Yes, I realize many would consider this to be a well executed study, and I agree there are many studies that are published that are worse. However, in OHDSI we have been developing best practices that this study does not adhere to. We’ve started formulating these best practices here, although they’re far from complete. Let me discuss these best practices by comparing this paper to our own Keppra study:
OHDSI’s general principles are:
-
Transparency: others should be able to reproduce your study in every detail using the information you provide.
-
Prespecify what you’re going to estimate and how: this will avoid hidden multiple testing (fishing expeditions, p-value hacking). Run your analysis only once.
-
Validation of your analysis: you should have evidence that your analysis does what you say it does (showing that statistics that are produced have nominal operating characteristics (e.g. p-value calibration), showing that specific important assumptions are met (e.g. covariate balance), using unit tests to validate pieces of code, etc.)

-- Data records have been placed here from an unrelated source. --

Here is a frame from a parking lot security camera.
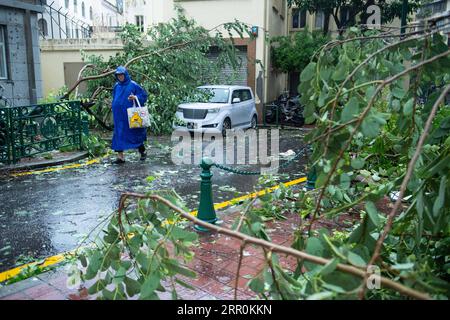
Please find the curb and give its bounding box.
[0,151,89,173]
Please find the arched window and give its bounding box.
[38,18,48,37]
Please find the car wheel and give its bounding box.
[250,115,258,129]
[222,118,231,137]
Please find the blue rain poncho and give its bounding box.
[111,66,148,151]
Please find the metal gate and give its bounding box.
[0,101,83,164]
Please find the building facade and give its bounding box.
[125,0,288,115]
[0,0,43,106]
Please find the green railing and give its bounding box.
[0,101,85,164]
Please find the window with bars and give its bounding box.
[314,11,325,29]
[0,25,8,79]
[136,16,144,32]
[292,10,306,29]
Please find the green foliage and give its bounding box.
[300,29,450,299]
[68,191,197,300]
[288,0,424,33]
[78,11,254,134]
[270,31,328,72]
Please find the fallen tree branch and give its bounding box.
[359,85,450,299]
[118,192,431,300]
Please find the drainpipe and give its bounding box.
[24,10,37,104]
[261,0,270,104]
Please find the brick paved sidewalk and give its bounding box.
[0,205,356,300]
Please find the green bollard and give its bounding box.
[194,158,217,232]
[305,167,317,190]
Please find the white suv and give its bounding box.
[174,86,258,135]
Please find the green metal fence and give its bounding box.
[0,101,83,164]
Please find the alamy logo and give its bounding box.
[366,5,381,29]
[366,266,381,290]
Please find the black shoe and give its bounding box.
[113,158,125,164]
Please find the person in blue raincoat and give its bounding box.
[111,66,148,164]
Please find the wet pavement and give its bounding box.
[0,130,305,272]
[0,210,301,300]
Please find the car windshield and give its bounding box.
[189,88,230,103]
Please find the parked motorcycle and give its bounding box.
[265,93,305,126]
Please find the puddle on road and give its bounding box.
[0,132,310,272]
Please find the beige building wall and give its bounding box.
[40,39,123,97]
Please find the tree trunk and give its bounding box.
[323,11,331,36]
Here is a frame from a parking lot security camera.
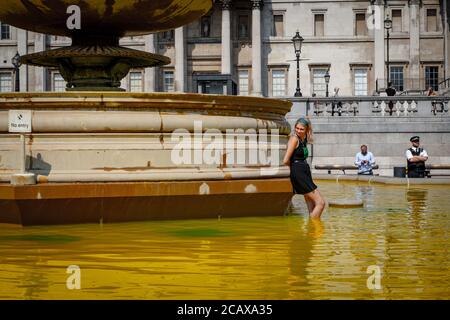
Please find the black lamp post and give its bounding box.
[323,69,330,97]
[292,31,303,97]
[11,52,22,92]
[384,15,392,86]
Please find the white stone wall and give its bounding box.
[0,0,444,96]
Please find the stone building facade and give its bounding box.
[0,0,450,97]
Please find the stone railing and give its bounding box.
[288,96,450,117]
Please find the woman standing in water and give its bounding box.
[283,118,325,218]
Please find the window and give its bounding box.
[272,69,286,97]
[389,66,403,92]
[272,14,284,37]
[238,15,249,39]
[129,71,143,92]
[0,72,13,92]
[0,22,11,40]
[354,68,367,96]
[200,16,211,38]
[52,72,66,92]
[238,70,250,96]
[425,66,439,91]
[160,30,175,41]
[427,9,438,32]
[312,68,327,97]
[314,14,325,37]
[355,13,367,36]
[163,70,175,92]
[392,9,403,32]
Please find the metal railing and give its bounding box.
[375,78,448,95]
[288,96,450,117]
[439,78,450,91]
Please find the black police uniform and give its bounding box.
[407,136,425,178]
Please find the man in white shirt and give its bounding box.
[355,144,375,175]
[406,136,428,178]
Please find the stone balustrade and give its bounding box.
[287,96,450,119]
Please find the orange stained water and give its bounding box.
[0,182,450,299]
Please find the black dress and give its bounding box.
[290,137,317,194]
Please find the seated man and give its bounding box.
[355,144,375,175]
[406,136,428,178]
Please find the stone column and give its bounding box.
[32,33,47,92]
[252,0,263,96]
[405,0,420,90]
[17,29,28,92]
[222,0,231,74]
[372,0,387,89]
[175,27,187,92]
[144,34,158,92]
[444,1,450,79]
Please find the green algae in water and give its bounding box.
[0,234,81,243]
[170,228,233,238]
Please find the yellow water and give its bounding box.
[0,182,450,299]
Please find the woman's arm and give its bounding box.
[283,136,298,166]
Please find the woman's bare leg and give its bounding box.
[305,189,325,219]
[305,195,315,214]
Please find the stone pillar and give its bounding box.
[252,0,263,96]
[175,27,187,92]
[373,0,387,89]
[144,34,158,92]
[444,1,450,79]
[17,29,28,92]
[406,0,420,90]
[222,0,231,74]
[32,33,47,92]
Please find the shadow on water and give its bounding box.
[287,218,324,299]
[406,189,428,229]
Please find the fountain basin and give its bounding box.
[0,92,292,225]
[0,0,212,37]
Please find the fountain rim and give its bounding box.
[0,91,292,117]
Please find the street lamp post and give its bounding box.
[384,15,392,86]
[11,52,22,92]
[323,69,330,98]
[292,31,303,97]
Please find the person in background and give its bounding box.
[427,87,444,115]
[406,136,428,178]
[355,144,375,175]
[386,82,397,116]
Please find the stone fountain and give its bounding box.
[0,0,292,225]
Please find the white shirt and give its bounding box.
[406,147,428,160]
[355,151,375,173]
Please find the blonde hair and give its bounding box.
[294,117,313,143]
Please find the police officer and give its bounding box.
[406,136,428,178]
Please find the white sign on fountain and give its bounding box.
[8,110,31,133]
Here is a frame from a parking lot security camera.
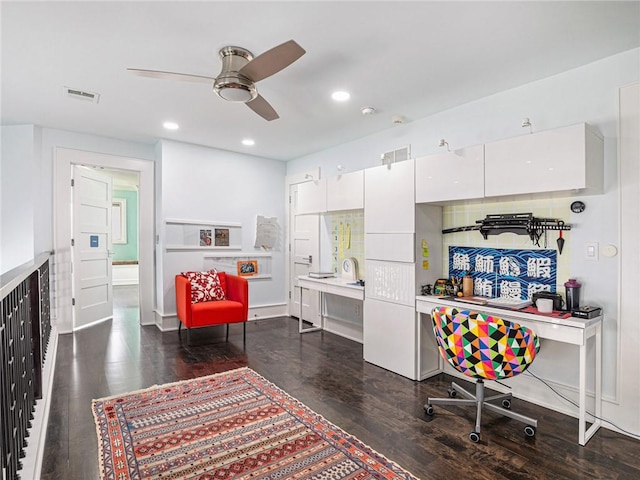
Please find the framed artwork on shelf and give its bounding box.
[200,229,211,247]
[238,260,258,277]
[214,228,229,247]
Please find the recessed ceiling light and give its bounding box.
[331,91,351,102]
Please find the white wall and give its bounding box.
[287,49,640,436]
[0,125,37,274]
[157,140,286,315]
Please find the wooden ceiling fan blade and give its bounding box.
[127,68,215,84]
[238,40,306,82]
[246,94,280,122]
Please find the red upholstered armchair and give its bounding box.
[176,272,249,344]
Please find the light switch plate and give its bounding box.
[584,242,599,261]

Let’s start with transparancy:
Hick’s et al. do a good job of providing the READ codes used to find the outcome, and mention they define the outcome as ‘a diagnosis of incident lung cancer’, suggesting any first occurrence of one of these codes was considered an outcome, but they could have been more explicit. No exact definition is given of the exposures, and how the covariates are defined. In constrast, our paper includes the full protocol and analysis source code, so leaving no ambiguity.
Prespecify
It does not seem Hick’s analysis was preregistered anywhere, leaving us to wonder whether p-hacking took place, and also doesn’t allow us to monitor publication bias. In constrast, our Keppra protocol was registered on the OHDSI Wiki, including full specification of the analysis code.
Validation of your analysis
The assumption that using an active comparator guarantees no confounding is hard to defend, and nowhere do Hick’s et al check this assumption. Even though one could argue that negative controls might not be able to detect all forms of bias, that is no excuse not to include them as Hick’s et al did. Our Keppra study included 100 negative control outcomes, showing negligable residual confounding. Because Hick’s et al did not use propensity scores, they were not able to check whether covariate balance was achieved. In contrast, in the Keppra study, we observed balance on al >10,000 covariates (unfortunately not included in the paper).
Another form of validation would be to replicate this study in other databases. Hick’s et al solely relied on CPRD, in our paper we already included 7 databases.
The paper by Hick’s et al. does not go into how their analysis process was validated, and although I’m sure they’ve done a good job, there’s no way for me to check. There is no way any of us can see whether result is real, or simply the consequence of an error when copy-pasting values from one place to the other, or whether a programming error was made (again, negative controls would have been helpful). In contrast, our code is publicly available for review, and has many mechanisms in place to safeguard validity .
Finally, as argued at the OHDSI Symposium as well as our recent paper, isolated, one-off studies such as this one tend to be hard to reproduce because of study bias, publication bias, and p-hacking, as also covered in my points above. Preferably we would include lung cancer as one of the outcomes in our current LEGEND study on hypertension treatments.